Laidcenn mac Buith Bannaig or Laidcend mac Baíth Bandaig (died 661) was a monastic scholar at Cluain Ferta Mo-Lua (Clonfert-Mulloe, Co. Laois) in northern
Osraige. The name is also sometimes spelled "Lathcen."

He is the ascribed author of the earliest surviving example of a lorica or breastplate, a term applied to a genre of charm-prayers, derived from the Pauline conception of life as an armed struggle. In this work, protection is asked for all 70-odd body parts by invoking the heavenly powers. The best known lorica is St. Patrick's Breastplate, which, however, has no connection to the saint.

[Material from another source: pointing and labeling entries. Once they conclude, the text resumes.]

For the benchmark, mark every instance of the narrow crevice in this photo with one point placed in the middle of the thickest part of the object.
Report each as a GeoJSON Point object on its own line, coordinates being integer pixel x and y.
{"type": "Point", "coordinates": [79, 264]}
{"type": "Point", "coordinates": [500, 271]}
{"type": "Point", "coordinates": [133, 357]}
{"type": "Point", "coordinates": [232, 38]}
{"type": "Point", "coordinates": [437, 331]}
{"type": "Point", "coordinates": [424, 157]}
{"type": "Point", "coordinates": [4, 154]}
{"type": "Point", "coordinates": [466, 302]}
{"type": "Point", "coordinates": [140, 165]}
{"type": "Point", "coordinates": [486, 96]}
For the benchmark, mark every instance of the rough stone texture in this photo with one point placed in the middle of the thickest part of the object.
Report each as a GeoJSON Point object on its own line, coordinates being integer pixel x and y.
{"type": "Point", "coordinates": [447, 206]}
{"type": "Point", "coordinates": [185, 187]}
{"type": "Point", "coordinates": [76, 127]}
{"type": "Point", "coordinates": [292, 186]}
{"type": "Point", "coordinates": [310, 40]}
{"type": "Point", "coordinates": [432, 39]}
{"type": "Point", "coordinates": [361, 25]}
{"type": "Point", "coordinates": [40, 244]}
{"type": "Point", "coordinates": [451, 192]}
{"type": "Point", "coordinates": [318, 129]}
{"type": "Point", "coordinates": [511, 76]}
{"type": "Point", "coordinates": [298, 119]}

Laidcend is also known for having produced the Ecloga de Moralibus, an epitome of Gregory the Great's Moralia in Job. Ten medieval manuscripts of the work are known.

==Sources==

- Welsh, Robert. Oxford Concise Companion to Irish Literature. 1996. ISBN 0-19-280080-9
- Castaldi, Lucia. "Lathcen." In P. Chiesa and L. Castaldi (eds.), La Trasmissione dei testi latini del medioevo. Medieval Latin Texts and their Transmission. Te.Tra. 4 (Florence: SISMEL 2012), 374–387.